Вот. Что мне сказать об обвинениях, о расследовании, о статьях, о процессе? Что сказать о том, как институт отправил меня в административный отпуск (заверив сначала, что во всем меня поддерживает), о цитатах неназванных сотрудников, которые начали появляться в статьях «Нью-Йорк таймс», «Вашингтон пост», «Уолл-стрит джорнал»? Что мне сказать о том, как у меня отняли оставшихся детей, как не дали общаться с Виктором, как меня арестовали, когда я появился у дверей его общежития – я просто хотел поговорить с ним, а на мои звонки и письма он не отвечал, – и арестовали как преступника, несмотря на совершенно законное желание вступить в разговор? Я из своих денег оплатил комнату, в которой он прятался и смеялся надо мной, и оказался-то он там на мои деньги.
Но хотя все это было чудовищно и невыносимо, хуже всего оказалось не осознание моих быстро сокращающихся прав – каждый день был отмечен новым предательством, новым унижением, новым оскорблением; хуже всего мне пришлось, когда я узнал об участии Оуэна: после того как однажды вечером Виктор ему позвонил, именно он побудил его пойти в полицию, именно он помог ему найти адвоката, он выписывал чеки колледжу, когда я прекратил это делать. Мой собственный брат, мой близнец, мой вечный спутник, предпочел ребенка мне. Я не мог этого вместить и до сих пор не могу.

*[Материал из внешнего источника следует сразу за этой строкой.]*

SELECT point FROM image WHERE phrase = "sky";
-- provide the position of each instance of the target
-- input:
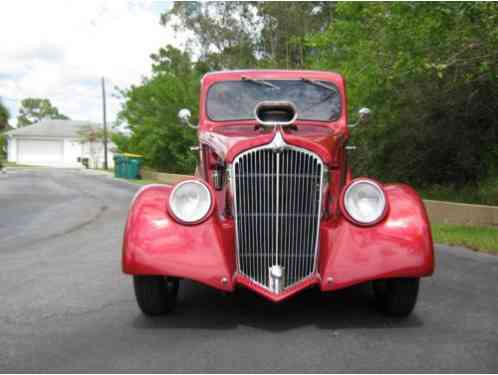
(60, 50)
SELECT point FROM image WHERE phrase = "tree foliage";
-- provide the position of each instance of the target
(150, 110)
(428, 71)
(4, 117)
(35, 109)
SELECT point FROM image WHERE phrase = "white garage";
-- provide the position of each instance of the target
(40, 151)
(57, 143)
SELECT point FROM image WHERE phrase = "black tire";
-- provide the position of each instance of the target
(156, 295)
(396, 297)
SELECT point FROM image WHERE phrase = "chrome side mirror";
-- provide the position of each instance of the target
(184, 116)
(363, 116)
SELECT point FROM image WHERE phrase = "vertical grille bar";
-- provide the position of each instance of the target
(277, 196)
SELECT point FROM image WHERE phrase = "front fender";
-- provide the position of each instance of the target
(399, 246)
(155, 244)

Были и другие подробности. Виктор подружился с Ксерксом, сожителем Оуэна (хотелось бы знать как – разве такие отношения, между взрослым мужчиной и мальчиком-студентом, сами по себе не кажутся подозрительными?), и это Ксеркс рассказал Оуэну про обвинения Виктора, и, видимо, Ксеркс убедил Оуэна в их правдивости. Эти сведения дошли до меня в виде обрывков – один неприятный кусочек, другой сомнительный фрагмент – от тех немногих детей, которые решили, что будут верить мне, человеку, платившему за них и растившему их все эти годы, а не Виктору. Я, разумеется, радовался этой их верности, но их оказалось очень мало, совсем мало – гораздо меньше, чем я предполагал и ожидал, – и время от времени я приходил в ярость оттого, что мне вообще приходится испытывать за это благодарность, что я вынужден считать исключительной единственно правильную и разумную реакцию.
В конечном счете я виню не Ксеркса, а Оуэна.
– Кто ты вообще такой? – спросил я его во время нашего последнего разговора, одного из немногих, которые состоялись между выдвижением обвинений и процессом, – а после мы больше никогда не разговаривали.
– Ты кто такой? – прошипел он и бросил трубку.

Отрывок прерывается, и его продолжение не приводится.